Presentation Notes District 42 School Board Meeting, May 25th, 1999
In laying out a pathway into the next millennium for the students of Maple Ridge and Pitt Meadows - this board is performing its most critical duty to the public that elected us, and the children whose future they entrusted to us. And let there be no mistake, at the dawn of this new era education IS the main determinant of a child's future success and our future success as a community..
Many local staff spent long thoughtful hours preparing the various reports that make up the 2003 recommendations. Let me assure you at the outset: I have asked to be on the agenda this evening not to address what is in the Year 2003 report, but rather what isn't.
Staff have done the job they were asked to do. As a board of trustees, it is my opinion that we have not done our job - and we are two weeks away from final adoption of these recommendations.
For the record: What I am proposing today in public, I have brought to the table many times in the closed door meetings that continue to make up most of our meeting time as a board.
From the time the Superintendent, Mr Denis Therrien, first discussed the need for change back in September, to the present we have not - AS A BOARD - addressed some key issues:
In order for effective, results oriented decision making to occur answers to these questions must be determined in advance! With a process in place it will be clearer to the board, parents, staff and the public why we are implementing change - there will be greater buy-in at all levels and the system will benefit from the support that accompanies such a buy in.
Quote (report from Annenberg Institute for School Reform, Brown University) : "The concept of public engagement is increasingly understood as being essential to improving public schools. One of the most powerful ways that education leaders can engage their many public's is by asking them this question: What would you need to see to believe schools are improving?

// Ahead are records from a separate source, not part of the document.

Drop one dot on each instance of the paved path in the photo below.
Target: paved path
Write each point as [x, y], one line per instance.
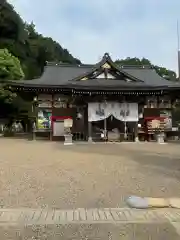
[25, 216]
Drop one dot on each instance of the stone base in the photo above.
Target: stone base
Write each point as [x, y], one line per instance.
[160, 138]
[68, 139]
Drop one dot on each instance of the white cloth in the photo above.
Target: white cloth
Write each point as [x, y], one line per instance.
[122, 111]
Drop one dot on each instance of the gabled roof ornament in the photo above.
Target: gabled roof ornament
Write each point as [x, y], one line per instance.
[106, 55]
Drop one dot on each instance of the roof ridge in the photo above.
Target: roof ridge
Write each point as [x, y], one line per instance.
[135, 66]
[62, 64]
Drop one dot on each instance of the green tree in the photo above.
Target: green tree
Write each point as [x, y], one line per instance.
[10, 67]
[163, 72]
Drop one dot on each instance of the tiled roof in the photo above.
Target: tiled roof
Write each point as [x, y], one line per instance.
[59, 75]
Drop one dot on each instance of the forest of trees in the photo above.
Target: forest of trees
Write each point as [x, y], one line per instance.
[24, 52]
[31, 48]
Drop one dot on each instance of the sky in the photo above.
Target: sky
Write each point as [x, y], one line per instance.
[123, 28]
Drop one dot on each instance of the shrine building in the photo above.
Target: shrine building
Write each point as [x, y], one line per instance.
[106, 102]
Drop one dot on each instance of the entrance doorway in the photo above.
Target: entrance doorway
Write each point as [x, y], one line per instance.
[116, 130]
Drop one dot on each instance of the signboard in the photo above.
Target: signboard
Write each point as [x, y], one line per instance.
[58, 128]
[44, 119]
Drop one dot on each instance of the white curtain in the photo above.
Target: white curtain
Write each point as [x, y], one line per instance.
[122, 111]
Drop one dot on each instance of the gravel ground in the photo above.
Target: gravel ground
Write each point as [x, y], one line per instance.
[39, 174]
[92, 232]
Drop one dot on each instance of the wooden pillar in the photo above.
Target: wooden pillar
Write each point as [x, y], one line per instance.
[136, 137]
[105, 129]
[89, 131]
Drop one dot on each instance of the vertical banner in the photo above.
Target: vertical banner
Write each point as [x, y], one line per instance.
[44, 119]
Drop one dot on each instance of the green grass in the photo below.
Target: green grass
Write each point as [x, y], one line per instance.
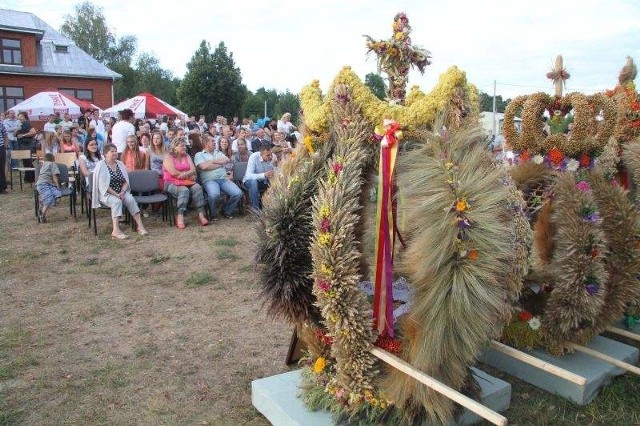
[617, 404]
[158, 259]
[226, 255]
[199, 279]
[227, 242]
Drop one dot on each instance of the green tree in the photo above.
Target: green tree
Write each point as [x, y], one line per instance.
[213, 84]
[375, 83]
[87, 27]
[150, 77]
[486, 102]
[287, 102]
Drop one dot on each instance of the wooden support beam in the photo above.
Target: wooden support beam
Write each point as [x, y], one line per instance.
[538, 363]
[625, 333]
[454, 395]
[606, 358]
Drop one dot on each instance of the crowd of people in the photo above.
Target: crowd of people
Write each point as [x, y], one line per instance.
[194, 159]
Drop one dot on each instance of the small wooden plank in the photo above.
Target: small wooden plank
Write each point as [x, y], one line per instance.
[454, 395]
[538, 363]
[606, 358]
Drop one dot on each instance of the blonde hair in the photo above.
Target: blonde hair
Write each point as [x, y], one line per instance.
[174, 144]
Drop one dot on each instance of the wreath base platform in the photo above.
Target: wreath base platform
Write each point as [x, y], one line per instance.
[597, 373]
[276, 398]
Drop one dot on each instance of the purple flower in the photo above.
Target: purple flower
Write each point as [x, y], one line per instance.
[324, 285]
[583, 186]
[591, 217]
[592, 288]
[463, 223]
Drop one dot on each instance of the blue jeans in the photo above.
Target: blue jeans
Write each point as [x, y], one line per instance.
[255, 187]
[214, 187]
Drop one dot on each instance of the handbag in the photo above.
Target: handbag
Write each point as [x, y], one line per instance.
[183, 182]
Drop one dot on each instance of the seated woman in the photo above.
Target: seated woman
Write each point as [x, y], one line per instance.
[179, 175]
[132, 157]
[67, 144]
[215, 179]
[90, 158]
[50, 144]
[243, 152]
[111, 188]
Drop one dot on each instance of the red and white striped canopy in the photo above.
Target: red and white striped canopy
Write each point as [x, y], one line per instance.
[41, 105]
[145, 105]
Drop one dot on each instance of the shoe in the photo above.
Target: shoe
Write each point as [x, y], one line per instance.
[180, 223]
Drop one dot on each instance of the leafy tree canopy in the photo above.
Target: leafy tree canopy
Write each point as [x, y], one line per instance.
[376, 84]
[87, 27]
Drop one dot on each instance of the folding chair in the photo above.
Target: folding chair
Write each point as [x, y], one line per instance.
[145, 188]
[66, 188]
[22, 155]
[91, 212]
[239, 170]
[69, 159]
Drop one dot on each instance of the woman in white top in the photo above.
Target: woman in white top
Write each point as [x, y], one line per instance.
[285, 126]
[89, 158]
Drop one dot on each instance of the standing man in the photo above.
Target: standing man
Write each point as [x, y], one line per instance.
[50, 125]
[11, 125]
[258, 141]
[260, 169]
[97, 123]
[4, 138]
[122, 129]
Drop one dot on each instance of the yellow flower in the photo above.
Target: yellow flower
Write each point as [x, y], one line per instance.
[461, 205]
[325, 211]
[319, 365]
[309, 144]
[324, 239]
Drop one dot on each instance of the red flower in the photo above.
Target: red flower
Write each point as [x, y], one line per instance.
[525, 316]
[585, 160]
[388, 344]
[556, 156]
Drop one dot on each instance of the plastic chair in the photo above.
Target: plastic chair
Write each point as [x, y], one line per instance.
[239, 170]
[145, 188]
[91, 212]
[66, 188]
[69, 159]
[22, 155]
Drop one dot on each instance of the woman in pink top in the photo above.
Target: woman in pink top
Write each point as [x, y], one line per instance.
[179, 175]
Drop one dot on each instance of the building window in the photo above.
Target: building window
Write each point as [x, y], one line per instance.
[82, 94]
[11, 53]
[10, 96]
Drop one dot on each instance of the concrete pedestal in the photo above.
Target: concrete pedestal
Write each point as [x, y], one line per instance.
[598, 373]
[276, 397]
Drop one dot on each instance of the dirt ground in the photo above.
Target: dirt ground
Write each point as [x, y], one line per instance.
[165, 329]
[162, 329]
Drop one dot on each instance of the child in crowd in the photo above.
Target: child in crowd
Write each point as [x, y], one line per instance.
[48, 185]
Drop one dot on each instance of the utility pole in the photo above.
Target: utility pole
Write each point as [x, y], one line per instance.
[494, 109]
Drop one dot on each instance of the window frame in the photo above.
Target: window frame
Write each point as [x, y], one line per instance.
[13, 51]
[4, 98]
[75, 92]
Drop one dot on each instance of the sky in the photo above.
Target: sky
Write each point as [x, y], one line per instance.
[285, 45]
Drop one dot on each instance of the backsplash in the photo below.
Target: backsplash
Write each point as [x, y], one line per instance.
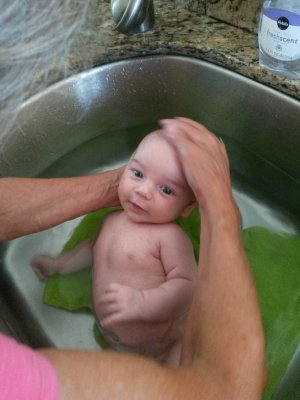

Four major factors make focused attention to student achievement critical:
1) Shrinking resources that require us to do more with less - and the attendant need to minimize the need for learning recovery efforts
2) the unprecedented role of education in determining individual, community and national economic prosperity
3) the rate of change in the world and the exponential rise in the minimum skills and knowledge required for effective participation in society
4) Increasing pressures for the use of limited classroom time (a child only spends approximately 10% of his/her time in the classroom in a calendar year).
I propose that we set measurable district targets and develop a system of management at the board and school level that continually assesses progress or lack thereof in key areas - in particular academic achievement. We should develop a clear mandate for what is reported, when and to whom. The focus of comparisons should be positive and proactive: including improvement over time; documentation and sharing of best practices; and support for schools in difficulty.
Such an approach to managing the district would provide information on the performance of students in relation to district and school expectations/standards and trends over time. This information would then take a larger role in informing decision making at all levels of the system. For example: Currently our budget process at the board level involves a generalized overview of dollars required to maintain current services and then a more detailed examination on dollars gained or lost from the ministry. Under the approach that I am suggesting the Board would be presented with a detailed progress report related to our measurable goals along with staff recommendations for improvement towards those goals in the following year - within, of course - the ministry mandated budget.
At the school level - parents and staff would be involved in developing a framework that incorporates district goals but also addresses their unique needs as a school community. This would provide a clear, up front process for pursuing any new school level initiatives such as schools within schools, altered calendars etc.
Would we be jumping into uncharted waters? No, we would not be pioneers in this area. There are many well-established, documented examples and templates for the development of an accountability for results process that we can refer to for guidance. I have brought with me two examples: A school report card from North York (Ontario) and information from last months AERA conference in Montreal outlining a ten step improvement process.
The 2003 report has been referred to as our legacy to the next school board. As a member of the school board of trustees, it is my intention to bring a motion forward at our next meeting that would commit us to developing a clear "made in Maple Ridge/Pitt Meadows" Continuous Improvement Accountability Process in time for the turn of the century.
This approach would not only enable us to more effectively implement the Year 2003 recommendation it would also provide a template for the implementation of other recommendations such as the Special Education Review referred to in the 2003 document.
Am I implying that we do not have any of the elements of the direction I am suggesting in place in this district? Absolutely not, I believe we already have many of the building blocks available to construct an excellent COMPREHENSIVE system of accountability for student results. I urge the rest of the board to give serious consideration to my proposal.